2. There is money in blogging. No, really there is and it’s not from ads and reviews either.  This was something I started to figure out a few years ago when I was blogging full time (an endeavor I have recently returned to after working as a content strategist for a web marketing agency for the past few years). What I didn’t realize, though, was how much money can be made through blogging. Several of the panelists disclosed making between $20,000 to $40,000-plus from in some cases, a single client! (Sorry, they didn’t say from whom.)  Such opportunities came in a variety of forms to include copywriting, brand relationships, and freelance articles all of which came about because of their own personal blogs.  And the keys to such success? –being persistent in what you do, demanding compensation for your work (and we’re not talking about a few measly gift cards and free products here), building relationships within your social network, and takeaway number three...

3. Publishing content that’s worth reading.  This point could not be emphasized enough throughout the sessions. Good content, both in terms of quality and basic mechanics, is in high demand today, and brands are looking for people who can write well and produce content that readers will engage with. The caveat, though, is that like with all good writing, the content has to be unique and valuable. Right now there’s an ocean of bland rubbish out there (see this presentation from Velocity Partners), but if you can stick out in some way then you’re in a good position for takeaway number two. The good news for dad bloggers is that we already have a unique voice in that we talk about parenting from our perspective as father.  Add to this the fact that, with a few exceptions, the majority of us have readerships that are largely women, and we as dad bloggers have a solid argument in selling ourselves to brands and the media.  

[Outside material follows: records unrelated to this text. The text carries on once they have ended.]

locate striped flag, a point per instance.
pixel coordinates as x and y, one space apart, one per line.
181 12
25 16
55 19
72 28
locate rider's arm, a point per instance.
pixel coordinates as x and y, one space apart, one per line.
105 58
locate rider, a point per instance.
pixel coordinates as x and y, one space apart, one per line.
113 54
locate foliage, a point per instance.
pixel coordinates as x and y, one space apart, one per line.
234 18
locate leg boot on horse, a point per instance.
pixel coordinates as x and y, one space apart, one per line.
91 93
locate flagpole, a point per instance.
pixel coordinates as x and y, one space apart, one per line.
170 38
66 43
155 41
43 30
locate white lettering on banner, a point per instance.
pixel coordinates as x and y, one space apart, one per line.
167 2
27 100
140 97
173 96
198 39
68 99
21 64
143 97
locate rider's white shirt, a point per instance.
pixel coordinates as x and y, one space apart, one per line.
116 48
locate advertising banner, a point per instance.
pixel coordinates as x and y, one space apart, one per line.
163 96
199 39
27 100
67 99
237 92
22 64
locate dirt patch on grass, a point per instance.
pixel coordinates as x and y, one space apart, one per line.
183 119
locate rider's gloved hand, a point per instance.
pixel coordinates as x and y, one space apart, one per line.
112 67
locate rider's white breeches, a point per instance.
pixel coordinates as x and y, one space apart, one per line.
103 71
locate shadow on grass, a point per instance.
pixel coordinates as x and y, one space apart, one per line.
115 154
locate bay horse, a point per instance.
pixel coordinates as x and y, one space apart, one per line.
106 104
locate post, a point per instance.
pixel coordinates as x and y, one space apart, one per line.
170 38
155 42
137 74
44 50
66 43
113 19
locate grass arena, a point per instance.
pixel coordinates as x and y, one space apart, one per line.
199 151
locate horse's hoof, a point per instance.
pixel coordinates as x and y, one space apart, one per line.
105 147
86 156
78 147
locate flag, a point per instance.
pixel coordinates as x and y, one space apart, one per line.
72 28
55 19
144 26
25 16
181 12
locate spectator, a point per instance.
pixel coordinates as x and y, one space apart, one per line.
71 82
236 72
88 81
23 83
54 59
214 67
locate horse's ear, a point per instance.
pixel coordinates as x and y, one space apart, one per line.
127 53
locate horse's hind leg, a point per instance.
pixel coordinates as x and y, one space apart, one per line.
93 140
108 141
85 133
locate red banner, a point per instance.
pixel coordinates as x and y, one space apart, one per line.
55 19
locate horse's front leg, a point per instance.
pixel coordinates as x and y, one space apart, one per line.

Ultimately I will end by saying that, as the relationship between bloggers and brands continues to evolve, the Type-A Parent conference has continued to keep pace with the trends in the space while also helping to shape the dialogue in that relationship. In doing so, the conference has maintained its relevance by offering practical, informative sessions along with the opportunity to strengthen one’s network in a professional, yet fun setting. Everyone should have walked away with something valuable.